End-to-end architectures trained via imitation learning have advanced autonomous driving by scaling model size and data, yet performance remains brittle in safety-critical long-tail scenarios where supervision is sparse and causal understanding is limited. We introduce Alpamayo-R1 (AR1), a vision-language-action model (VLA) that integrates Chain of Causation reasoning with trajectory planning for complex driving scenarios. Our approach features three key innovations: (1) the Chain of Causation (CoC) dataset, built through a hybrid auto-labeling and human-in-the-loop pipeline producing decision-grounded, causally linked reasoning traces aligned with driving behaviors; (2) a modular VLA architecture combining Cosmos-Reason, a vision-language model pre-trained for Physical AI, with a diffusion-based trajectory decoder that generates dynamically feasible trajectories in real time; (3) a multi-stage training strategy using supervised fine-tuning to elicit reasoning and reinforcement learning (RL) to enforce reasoning-action consistency and optimize reasoning quality. AR1 achieves up to a 12% improvement in planning accuracy on challenging cases compared to a trajectory-only baseline, with a 35% reduction in close encounter rate in closed-loop simulation. RL post-training improves reasoning quality by 45% and reasoning-action consistency by 37%. Model scaling from 0.5B to 7B parameters shows consistent improvements. On-vehicle road tests confirm real-time performance (99 ms latency) and successful urban deployment. By bridging interpretable reasoning with precise control, AR1 demonstrates a practical path towards Level 4 autonomous driving. Model weights are available at https://huggingface.co/nvidia/Alpamayo-R1-10B with inference code at https://github.com/NVlabs/alpamayo.

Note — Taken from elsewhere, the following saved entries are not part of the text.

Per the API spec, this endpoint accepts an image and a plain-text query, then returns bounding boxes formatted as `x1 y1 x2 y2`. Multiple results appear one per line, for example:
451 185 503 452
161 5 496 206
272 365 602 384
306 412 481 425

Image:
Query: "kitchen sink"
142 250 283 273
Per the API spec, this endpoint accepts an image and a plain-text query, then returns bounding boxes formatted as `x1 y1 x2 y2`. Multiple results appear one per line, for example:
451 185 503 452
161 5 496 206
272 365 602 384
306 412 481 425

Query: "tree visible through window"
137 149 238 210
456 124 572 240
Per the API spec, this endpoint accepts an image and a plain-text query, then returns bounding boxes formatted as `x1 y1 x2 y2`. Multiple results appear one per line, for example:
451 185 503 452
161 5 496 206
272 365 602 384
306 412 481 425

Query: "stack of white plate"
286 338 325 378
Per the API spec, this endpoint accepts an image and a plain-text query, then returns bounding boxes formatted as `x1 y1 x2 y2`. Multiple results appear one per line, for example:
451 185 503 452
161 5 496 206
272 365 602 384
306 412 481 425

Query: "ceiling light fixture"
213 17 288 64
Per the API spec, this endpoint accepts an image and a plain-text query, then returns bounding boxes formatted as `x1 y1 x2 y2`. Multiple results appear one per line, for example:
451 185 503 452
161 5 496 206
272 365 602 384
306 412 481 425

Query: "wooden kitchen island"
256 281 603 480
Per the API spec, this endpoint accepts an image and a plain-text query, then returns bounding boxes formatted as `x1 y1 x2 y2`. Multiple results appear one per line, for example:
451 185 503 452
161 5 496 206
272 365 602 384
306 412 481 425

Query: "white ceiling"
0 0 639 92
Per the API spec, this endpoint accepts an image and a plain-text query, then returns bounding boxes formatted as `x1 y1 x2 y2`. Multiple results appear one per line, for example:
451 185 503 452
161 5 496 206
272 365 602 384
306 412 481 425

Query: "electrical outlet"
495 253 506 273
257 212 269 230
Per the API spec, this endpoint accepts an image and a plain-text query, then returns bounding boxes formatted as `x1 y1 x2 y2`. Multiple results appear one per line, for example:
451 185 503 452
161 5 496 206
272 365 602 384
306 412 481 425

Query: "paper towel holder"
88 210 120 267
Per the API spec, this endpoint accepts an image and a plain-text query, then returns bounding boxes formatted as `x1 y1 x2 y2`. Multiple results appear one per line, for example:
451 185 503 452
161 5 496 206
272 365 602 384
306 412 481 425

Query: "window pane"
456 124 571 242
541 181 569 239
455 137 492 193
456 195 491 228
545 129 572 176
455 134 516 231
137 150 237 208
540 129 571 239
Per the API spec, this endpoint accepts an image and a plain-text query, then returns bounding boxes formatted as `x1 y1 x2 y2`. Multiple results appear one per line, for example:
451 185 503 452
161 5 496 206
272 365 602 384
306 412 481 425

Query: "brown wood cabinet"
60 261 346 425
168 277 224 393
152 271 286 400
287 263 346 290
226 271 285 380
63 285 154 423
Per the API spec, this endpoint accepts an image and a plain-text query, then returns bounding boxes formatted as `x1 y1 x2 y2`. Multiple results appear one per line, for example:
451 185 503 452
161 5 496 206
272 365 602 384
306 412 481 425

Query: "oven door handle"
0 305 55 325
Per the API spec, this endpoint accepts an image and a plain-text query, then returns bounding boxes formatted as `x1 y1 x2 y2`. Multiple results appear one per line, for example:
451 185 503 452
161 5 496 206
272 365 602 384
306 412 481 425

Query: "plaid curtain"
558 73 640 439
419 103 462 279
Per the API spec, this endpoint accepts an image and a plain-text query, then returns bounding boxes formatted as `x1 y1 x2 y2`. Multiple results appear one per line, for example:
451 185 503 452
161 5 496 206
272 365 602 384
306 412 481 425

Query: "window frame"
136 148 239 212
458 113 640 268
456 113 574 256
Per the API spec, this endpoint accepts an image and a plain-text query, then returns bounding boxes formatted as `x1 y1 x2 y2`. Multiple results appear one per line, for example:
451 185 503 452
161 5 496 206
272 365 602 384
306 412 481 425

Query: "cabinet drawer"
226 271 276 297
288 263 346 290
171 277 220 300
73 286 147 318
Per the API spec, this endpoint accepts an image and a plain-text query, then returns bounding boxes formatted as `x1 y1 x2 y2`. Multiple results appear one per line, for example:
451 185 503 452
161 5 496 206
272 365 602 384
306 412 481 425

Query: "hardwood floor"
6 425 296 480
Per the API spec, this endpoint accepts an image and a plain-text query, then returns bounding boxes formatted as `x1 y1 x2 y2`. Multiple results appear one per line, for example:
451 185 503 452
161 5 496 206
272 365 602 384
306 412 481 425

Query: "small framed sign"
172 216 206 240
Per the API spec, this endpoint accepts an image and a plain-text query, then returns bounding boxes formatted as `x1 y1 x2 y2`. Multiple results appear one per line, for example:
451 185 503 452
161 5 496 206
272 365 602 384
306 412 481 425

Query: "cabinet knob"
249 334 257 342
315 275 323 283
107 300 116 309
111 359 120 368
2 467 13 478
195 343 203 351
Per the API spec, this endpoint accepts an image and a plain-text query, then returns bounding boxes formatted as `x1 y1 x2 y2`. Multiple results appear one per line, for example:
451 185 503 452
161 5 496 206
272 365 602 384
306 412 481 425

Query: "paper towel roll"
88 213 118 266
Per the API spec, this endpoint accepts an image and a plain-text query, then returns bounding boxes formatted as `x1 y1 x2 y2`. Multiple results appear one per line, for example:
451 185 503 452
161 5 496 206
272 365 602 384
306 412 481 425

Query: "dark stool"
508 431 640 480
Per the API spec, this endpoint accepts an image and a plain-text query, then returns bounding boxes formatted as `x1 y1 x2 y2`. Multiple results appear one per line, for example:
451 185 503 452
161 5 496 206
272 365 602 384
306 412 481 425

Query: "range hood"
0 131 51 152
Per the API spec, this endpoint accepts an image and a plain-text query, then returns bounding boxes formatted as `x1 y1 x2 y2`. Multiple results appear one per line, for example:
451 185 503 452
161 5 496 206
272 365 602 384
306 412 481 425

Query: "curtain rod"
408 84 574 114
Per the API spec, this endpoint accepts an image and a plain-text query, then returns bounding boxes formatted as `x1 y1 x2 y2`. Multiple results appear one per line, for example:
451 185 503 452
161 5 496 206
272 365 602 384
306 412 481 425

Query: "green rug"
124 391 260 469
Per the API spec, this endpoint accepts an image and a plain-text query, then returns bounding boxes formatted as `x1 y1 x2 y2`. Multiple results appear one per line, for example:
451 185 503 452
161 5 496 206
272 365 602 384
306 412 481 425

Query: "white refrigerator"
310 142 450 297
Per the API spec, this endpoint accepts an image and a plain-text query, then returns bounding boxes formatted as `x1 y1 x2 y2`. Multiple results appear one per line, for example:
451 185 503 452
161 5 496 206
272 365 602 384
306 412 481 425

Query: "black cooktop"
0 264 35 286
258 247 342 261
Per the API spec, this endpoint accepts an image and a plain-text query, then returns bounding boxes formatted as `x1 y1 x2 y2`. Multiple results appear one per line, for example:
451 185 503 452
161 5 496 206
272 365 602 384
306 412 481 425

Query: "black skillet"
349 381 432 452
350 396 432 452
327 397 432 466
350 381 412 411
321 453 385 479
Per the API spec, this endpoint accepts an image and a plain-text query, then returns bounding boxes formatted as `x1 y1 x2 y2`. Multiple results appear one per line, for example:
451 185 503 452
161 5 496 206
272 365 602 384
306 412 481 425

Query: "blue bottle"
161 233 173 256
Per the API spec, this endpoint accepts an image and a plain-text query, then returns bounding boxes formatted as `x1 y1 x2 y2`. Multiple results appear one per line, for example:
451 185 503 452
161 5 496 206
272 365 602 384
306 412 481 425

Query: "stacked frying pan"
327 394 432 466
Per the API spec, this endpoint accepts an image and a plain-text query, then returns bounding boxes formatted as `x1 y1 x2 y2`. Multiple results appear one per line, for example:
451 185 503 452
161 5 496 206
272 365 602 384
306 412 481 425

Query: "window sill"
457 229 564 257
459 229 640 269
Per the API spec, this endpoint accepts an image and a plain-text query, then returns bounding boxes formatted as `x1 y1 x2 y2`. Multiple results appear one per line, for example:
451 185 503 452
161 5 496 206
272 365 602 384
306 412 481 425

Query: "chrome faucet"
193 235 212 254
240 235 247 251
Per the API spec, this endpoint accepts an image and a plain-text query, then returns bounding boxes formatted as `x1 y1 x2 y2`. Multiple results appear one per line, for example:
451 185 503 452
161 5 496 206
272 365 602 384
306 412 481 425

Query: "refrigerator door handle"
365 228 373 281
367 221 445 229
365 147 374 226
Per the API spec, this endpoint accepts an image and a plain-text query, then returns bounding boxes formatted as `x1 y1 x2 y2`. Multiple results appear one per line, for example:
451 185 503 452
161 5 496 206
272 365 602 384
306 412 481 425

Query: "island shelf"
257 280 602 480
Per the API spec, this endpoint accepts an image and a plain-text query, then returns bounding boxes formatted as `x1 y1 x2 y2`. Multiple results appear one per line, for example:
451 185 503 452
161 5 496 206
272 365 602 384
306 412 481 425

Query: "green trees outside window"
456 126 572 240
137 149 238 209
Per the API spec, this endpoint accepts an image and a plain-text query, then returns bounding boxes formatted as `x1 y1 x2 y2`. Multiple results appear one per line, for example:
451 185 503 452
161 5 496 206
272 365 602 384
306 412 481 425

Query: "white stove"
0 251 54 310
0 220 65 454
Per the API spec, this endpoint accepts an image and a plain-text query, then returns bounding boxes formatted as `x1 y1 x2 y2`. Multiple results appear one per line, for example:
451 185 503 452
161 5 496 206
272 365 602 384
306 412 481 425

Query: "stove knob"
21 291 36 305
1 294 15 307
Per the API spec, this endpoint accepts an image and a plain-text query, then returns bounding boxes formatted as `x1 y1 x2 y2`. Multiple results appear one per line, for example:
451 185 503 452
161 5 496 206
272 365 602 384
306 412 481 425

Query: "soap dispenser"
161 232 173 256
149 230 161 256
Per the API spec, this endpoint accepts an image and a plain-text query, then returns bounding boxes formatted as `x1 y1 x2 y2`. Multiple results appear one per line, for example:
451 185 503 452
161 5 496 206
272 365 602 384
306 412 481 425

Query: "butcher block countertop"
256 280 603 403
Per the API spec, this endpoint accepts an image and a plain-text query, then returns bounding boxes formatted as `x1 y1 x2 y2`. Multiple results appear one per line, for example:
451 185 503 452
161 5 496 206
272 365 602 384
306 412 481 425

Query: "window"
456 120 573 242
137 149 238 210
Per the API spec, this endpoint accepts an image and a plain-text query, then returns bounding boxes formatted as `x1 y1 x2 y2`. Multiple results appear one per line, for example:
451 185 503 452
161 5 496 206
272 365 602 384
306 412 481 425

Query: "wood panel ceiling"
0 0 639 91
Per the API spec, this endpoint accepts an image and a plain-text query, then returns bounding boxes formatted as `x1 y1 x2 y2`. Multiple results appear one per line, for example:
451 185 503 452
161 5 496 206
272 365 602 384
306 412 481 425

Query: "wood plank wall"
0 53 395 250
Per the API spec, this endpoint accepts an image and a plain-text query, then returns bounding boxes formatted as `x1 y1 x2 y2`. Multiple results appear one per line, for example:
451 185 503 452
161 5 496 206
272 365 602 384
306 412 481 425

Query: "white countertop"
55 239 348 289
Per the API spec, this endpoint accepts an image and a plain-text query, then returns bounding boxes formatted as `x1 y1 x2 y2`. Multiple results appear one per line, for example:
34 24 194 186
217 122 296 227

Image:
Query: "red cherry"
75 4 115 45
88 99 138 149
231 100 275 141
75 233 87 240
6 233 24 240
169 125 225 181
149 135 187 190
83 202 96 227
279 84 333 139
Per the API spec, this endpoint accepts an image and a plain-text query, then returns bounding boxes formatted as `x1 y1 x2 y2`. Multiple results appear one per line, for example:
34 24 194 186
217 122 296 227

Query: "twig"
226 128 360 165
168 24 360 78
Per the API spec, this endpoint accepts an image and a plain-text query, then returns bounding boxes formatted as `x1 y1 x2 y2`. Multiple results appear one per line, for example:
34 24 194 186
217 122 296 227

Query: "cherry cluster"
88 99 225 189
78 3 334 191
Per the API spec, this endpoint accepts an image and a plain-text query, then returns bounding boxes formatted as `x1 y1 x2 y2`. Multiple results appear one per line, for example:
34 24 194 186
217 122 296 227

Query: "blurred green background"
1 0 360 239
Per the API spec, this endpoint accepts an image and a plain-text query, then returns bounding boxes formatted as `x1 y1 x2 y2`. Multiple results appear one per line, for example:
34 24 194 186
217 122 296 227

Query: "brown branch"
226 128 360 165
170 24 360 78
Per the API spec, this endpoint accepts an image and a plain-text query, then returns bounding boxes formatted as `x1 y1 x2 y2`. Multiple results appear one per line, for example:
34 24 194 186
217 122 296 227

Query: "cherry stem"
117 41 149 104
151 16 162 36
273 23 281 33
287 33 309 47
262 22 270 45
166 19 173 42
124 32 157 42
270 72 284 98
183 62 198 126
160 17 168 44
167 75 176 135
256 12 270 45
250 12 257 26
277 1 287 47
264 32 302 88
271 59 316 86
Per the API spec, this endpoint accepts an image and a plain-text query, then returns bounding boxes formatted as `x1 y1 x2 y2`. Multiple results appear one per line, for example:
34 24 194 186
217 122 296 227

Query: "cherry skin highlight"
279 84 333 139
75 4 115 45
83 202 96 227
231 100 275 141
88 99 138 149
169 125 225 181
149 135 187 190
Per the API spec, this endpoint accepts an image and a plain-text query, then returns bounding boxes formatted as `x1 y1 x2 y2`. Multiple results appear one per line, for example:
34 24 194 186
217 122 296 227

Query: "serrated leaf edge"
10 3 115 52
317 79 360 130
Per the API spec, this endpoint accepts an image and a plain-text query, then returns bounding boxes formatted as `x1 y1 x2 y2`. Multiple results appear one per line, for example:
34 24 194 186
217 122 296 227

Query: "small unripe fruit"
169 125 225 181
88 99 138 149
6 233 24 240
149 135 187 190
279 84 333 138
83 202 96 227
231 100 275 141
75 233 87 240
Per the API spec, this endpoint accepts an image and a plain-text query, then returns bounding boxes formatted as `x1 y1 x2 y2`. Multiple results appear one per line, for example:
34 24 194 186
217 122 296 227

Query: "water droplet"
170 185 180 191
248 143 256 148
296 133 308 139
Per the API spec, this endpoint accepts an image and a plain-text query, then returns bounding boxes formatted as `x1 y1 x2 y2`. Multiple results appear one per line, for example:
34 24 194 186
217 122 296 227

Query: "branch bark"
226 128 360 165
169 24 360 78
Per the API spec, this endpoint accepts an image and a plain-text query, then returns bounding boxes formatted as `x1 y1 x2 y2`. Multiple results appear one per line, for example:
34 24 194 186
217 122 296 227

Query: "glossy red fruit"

翻译：通过模仿学习训练的端到端架构通过扩展模型规模和数据推动了自动驾驶的发展，然而在安全关键的长尾场景中，其性能仍然脆弱，这些场景的监督信号稀疏且因果理解有限。我们提出了Alpamayo-R1（AR1），一种视觉-语言-行为模型，它将因果链推理与复杂驾驶场景的轨迹规划相结合。我们的方法具有三个关键创新：（1）因果链数据集，通过混合自动标注和人机协同流程构建，生成与驾驶行为对齐的、基于决策且因果关联的推理轨迹；（2）模块化的VLA架构，结合了为物理人工智能预训练的视觉语言模型Cosmos-Reason与一个基于扩散的轨迹解码器，该解码器能够实时生成动态可行的轨迹；（3）多阶段训练策略，使用监督微调来激发推理能力，并利用强化学习来强制推理-行为一致性并优化推理质量。与纯轨迹基线相比，AR1在具有挑战性的案例上实现了高达12%的规划精度提升，在闭环仿真中近距离遭遇率降低了35%。RL后训练将推理质量提高了45%，推理-行为一致性提高了37%。模型参数从0.5B扩展到7B显示出持续的性能改进。实车道路测试证实了其实时性能（99毫秒延迟）和成功的城市部署。通过将可解释的推理与精确控制相桥接，AR1展示了一条通向L4级自动驾驶的可行路径。模型权重可在 https://huggingface.co/nvidia/Alpamayo-R1-10B 获取，推理代码位于 https://github.com/NVlabs/alpamayo。